A flexible core curriculum that builds essential skills and prepares students for real-world success.

 

The General Education program is designed to support and advance the academic vision and institutional mission of Marian University by offering an integrative curriculum that draws on the foundational value of the liberal arts while equipping students with the practical skills necessary for success in a rapidly evolving world. Structured within a 30‑credit framework, the program provides learning experiences that flexibly allow multiple courses and encourages non‑course‑based opportunities to fulfill established learning outcomes which integrate the Marian University Core Values of Community, Learning, Service, Social Justice, and Spiritual Traditions.  

Grounded in essential and foundational skills, the program emphasizes the development of each student’s strengths and interests, ensuring that learning is both personally meaningful and academically rigorous. It distinguishes clearly between what is essential for all learners and what may be tailored to individual pathways, while also supporting the diverse needs of post‑traditional students through adaptable formats and varied modes of engagement.  

 The program’s signature work requires students to integrate their learning across experiences, demonstrating mastery of outcomes through authentic, applied, and reflective work. In doing so, the General Education program fosters intellectual agility, purposeful learning, and the capacity to connect knowledge with real‑world challenges. 

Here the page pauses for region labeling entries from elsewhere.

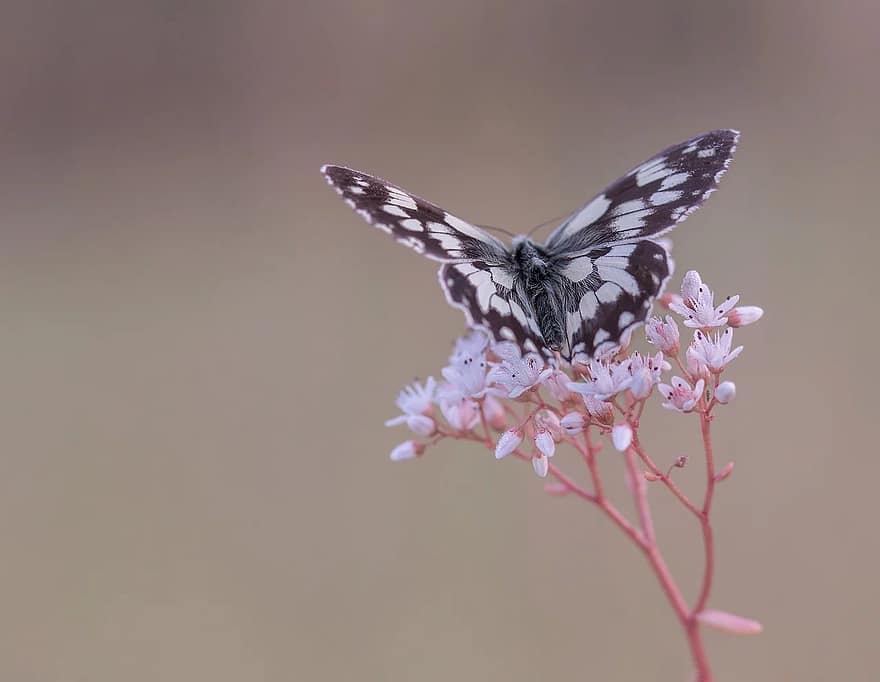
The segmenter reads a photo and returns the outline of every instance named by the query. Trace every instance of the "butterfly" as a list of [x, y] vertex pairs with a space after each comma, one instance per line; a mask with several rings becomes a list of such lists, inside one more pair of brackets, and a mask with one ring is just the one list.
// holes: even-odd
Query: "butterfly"
[[321, 169], [368, 223], [440, 261], [447, 301], [469, 325], [523, 352], [571, 362], [621, 343], [645, 321], [672, 271], [658, 237], [717, 187], [739, 133], [713, 130], [636, 166], [543, 243], [494, 235], [377, 177]]

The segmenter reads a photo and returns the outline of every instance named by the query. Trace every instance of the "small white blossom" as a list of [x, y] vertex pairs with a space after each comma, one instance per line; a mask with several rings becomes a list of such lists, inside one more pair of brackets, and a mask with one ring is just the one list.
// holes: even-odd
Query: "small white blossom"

General Education Outcomes

Critical Thinking

Students will recognize critical thinking as a process of identifying, analyzing, synthesizing, evaluating, and constructing reasoning in deciding what conclusions to draw or actions to take. 

Ethical Reasoning

Students will assess their own ethical values and the social context of problems, recognize ethical issues in a variety of settings, think about how different ethical perspectives might be applied to ethical dilemmas, and consider the ramifications of alternative actions. 

Global Learning

Students will develop awareness of cultural practices and traditions in the context of a changing, globalizing world while reflecting on their own values and customs. Students will exchange ideas and connect with diverse communities and cultures. 

Information Literacy

Students will navigate information overload and filter bubbles and can look at scientific research through analytical and critical lenses thereby recognizing that an information literate society is more just, fair, and open. Students will apply information literacy practices to critique ideas and to examine policies and worldviews

Intercultural Knowledge

Students will articulate awareness of their own cultural identity and the impacts of inequality on individuals, groups, and social structures. 

Inquiry and Analysis

Students will collect, analyze and interpret physical evidence to determine whether that evidence can help answer questions about the natural or physical world. 

Quantitative Reasoning

Students will develop or compute representations of data using mathematical forms or equations as models, use statistical methods to assess their validity, make and evaluate important assumptions in the estimation, modeling, and analysis of data, and recognize the limitations of the results. 

Written Communication

Students will create, identify, and engage in significant research questions, engage rhetorically, and integrate a variety of appropriate sources to support a central claim.